The Court went on to explain the circumstances under which the forfeiture of earnest money can be set aside. And that it says - very rare and exceptional circumstance, and explained the instances like demonetisation, covid etc.

Thus the appeal was allowed.

Wadhwa Group Housing Ltd. v. Vijay Choksi [2024:BHC-AS:9311]

The appellant and the R2 entered into a joint development agreement to develop a project. The appellant and the R2 segregated the area amongst themselves for being sold to the customers.

R1 then booked an apartment, and a consideration was paid. R2 issued the allotment letter, and the R1 is said to have followed the payment schedule. The project however remained incomplete till the enforcement of RERA. R2 was registered as the promoter under RERA.

R1 later approached the Maharashtra RERA seeking refund, but was rejected on technical grounds which inter alia includes unwillingness to pay stamp duty, registration charges by R1. Furthermore RERA directed to execute a fresh sale agreement failing which the entire amount was to be refunded to R1.

The appellate tribunal partially allowed the appeal, allowing a refund of a meager amount.

The High Court of Bombay inter-alia considered the following question of law:

Can a promoter who has not received any consideration from the allottee be held liable for refund ?

The Bombay High Court here held against the promoter. Reliance was placed on a circular dated 4 Dec 2017. Additionally the court interpreted Section 18 of the RERA Act, and concluded that the appellant was covered by the definition of the promoter.

The court also held that the Section 18 cannot be narrowly interpreted to include only that promoter who actually received the amount.

Suzuki Parasrampuria Suitings Pvt. Ltd v. The Official Liquidator of Mahendra Petrochemicals Ltd [CA No.10322 of 2018]

The appellant in this case was the assignee of the debt for the outstandings of the M/s. Mahendra Petrochemicals Ltd. At the appellant, initially took a stand that they be considered as a secured creditor under the SARFAESI Act. This claim of the appellant company was rejected. And now at the appellant contends that they never sought the status of secure d creditor under the SARFAESI Act.

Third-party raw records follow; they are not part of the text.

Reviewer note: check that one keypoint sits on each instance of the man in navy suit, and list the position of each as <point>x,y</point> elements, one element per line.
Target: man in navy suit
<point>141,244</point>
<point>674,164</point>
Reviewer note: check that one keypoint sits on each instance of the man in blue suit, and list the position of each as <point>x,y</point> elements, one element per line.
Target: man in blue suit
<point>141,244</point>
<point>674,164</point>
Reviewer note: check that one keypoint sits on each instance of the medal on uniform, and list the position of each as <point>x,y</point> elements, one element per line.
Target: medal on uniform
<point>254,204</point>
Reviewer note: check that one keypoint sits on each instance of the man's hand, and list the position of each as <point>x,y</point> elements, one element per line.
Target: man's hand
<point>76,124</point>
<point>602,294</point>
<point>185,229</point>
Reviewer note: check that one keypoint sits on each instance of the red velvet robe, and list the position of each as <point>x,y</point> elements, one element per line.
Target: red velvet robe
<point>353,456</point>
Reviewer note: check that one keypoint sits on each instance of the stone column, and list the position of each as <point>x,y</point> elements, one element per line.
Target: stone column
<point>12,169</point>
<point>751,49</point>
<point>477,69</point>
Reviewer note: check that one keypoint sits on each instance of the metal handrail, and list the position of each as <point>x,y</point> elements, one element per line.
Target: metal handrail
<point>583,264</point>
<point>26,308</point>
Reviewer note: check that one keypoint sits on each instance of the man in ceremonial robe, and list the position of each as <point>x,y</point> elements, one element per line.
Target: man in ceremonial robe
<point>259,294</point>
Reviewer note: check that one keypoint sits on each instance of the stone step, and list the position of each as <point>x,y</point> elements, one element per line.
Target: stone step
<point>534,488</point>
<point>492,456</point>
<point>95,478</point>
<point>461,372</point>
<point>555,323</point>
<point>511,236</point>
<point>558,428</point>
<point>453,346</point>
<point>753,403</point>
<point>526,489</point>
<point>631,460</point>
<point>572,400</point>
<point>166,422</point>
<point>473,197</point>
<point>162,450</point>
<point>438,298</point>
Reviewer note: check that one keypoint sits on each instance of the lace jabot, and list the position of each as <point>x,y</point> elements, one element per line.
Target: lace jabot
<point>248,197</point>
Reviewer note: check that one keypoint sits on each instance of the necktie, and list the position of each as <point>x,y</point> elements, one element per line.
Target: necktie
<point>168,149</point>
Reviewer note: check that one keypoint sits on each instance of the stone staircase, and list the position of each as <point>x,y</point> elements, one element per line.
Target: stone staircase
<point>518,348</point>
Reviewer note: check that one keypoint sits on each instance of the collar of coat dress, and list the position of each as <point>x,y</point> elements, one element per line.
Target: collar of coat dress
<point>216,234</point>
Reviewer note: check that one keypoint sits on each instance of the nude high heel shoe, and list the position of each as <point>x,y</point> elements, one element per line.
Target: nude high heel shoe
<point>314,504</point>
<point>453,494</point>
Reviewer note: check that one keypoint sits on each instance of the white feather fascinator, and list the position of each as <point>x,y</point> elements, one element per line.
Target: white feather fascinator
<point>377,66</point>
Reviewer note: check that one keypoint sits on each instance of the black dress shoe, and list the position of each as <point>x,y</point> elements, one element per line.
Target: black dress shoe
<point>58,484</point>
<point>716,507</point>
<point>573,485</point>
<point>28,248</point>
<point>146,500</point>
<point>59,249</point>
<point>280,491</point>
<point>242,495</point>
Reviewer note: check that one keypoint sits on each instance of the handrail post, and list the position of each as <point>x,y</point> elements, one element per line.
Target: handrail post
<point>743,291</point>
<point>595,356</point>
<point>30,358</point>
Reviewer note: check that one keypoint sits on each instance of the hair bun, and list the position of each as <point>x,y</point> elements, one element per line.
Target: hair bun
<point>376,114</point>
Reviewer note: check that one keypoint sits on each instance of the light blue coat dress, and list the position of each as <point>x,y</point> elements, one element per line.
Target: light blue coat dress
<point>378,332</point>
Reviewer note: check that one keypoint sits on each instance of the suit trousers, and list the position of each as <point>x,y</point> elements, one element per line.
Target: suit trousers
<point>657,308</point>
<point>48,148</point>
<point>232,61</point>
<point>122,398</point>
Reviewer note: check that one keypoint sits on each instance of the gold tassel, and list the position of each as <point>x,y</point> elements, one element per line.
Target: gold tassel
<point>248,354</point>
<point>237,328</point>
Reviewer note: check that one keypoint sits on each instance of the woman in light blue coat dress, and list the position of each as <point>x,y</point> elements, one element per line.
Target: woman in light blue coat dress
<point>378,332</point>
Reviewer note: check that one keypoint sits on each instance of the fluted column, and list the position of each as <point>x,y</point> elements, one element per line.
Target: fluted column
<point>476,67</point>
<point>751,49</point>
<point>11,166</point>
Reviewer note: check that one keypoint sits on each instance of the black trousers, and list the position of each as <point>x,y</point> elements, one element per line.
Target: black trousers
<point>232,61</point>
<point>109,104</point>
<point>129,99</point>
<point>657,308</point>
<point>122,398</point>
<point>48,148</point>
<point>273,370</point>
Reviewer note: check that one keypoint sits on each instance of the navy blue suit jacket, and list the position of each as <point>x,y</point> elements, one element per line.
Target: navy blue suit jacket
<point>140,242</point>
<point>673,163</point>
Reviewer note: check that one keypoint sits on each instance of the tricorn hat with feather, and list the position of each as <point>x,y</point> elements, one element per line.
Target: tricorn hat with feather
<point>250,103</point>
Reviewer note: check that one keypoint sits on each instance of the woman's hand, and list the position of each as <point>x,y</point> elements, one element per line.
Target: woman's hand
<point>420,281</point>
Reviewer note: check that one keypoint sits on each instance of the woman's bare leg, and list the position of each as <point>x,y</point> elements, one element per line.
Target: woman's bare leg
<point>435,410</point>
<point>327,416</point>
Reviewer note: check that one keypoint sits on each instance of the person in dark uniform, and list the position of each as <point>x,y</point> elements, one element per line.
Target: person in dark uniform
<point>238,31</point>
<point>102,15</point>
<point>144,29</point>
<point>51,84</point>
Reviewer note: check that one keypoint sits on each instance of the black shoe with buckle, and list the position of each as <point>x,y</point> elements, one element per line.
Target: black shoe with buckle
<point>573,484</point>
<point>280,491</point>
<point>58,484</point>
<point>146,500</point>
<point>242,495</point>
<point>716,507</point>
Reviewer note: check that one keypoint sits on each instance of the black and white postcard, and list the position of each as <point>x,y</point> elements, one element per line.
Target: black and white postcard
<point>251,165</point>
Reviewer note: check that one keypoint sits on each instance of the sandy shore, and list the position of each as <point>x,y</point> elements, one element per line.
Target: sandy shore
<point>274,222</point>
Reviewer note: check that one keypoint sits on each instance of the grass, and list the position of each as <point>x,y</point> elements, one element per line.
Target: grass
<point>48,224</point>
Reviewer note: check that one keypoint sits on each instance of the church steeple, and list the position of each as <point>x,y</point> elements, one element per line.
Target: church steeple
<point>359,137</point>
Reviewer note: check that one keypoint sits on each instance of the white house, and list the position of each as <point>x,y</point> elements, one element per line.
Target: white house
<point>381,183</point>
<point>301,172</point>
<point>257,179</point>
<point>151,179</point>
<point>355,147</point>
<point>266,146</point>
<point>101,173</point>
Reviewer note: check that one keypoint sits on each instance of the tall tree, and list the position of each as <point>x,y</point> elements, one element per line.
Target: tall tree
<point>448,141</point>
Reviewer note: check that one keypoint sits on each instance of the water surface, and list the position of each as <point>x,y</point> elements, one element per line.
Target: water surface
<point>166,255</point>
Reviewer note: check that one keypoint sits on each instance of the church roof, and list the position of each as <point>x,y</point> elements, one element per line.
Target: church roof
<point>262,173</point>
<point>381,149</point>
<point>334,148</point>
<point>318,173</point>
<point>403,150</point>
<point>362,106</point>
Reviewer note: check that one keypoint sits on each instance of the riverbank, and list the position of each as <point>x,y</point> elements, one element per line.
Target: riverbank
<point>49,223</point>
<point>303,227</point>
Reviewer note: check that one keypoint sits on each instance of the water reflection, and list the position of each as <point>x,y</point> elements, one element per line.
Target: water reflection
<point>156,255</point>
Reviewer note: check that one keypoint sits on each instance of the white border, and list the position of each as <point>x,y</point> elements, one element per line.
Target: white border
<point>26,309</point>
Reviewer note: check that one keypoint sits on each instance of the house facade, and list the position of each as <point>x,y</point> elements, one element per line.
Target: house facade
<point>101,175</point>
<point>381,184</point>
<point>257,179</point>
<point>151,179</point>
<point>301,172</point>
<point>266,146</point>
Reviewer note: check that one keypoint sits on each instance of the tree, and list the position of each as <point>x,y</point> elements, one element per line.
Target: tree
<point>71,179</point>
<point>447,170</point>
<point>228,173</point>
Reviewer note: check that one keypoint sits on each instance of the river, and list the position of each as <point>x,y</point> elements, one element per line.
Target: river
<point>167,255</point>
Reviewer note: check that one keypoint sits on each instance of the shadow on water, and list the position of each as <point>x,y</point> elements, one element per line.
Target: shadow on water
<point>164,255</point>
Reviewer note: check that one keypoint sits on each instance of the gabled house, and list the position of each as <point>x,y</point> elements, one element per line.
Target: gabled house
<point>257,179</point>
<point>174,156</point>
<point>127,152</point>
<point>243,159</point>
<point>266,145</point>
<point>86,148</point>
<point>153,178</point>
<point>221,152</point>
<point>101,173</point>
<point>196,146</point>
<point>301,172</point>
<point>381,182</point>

The new stand of the appellant company was found to be against its own pleadings.

The 3 Judge bench held that a litigant can take different stands, but cannot take contradictory stands, and the appeal was dismissed on those grounds.

The bench relied on Amar Singh v. Union of India [2011 7 SCC 69] and the Joint Action Committee of Airline Pilots Association of India v. DGCA [2011 5 SCC 435] in the said conclusion.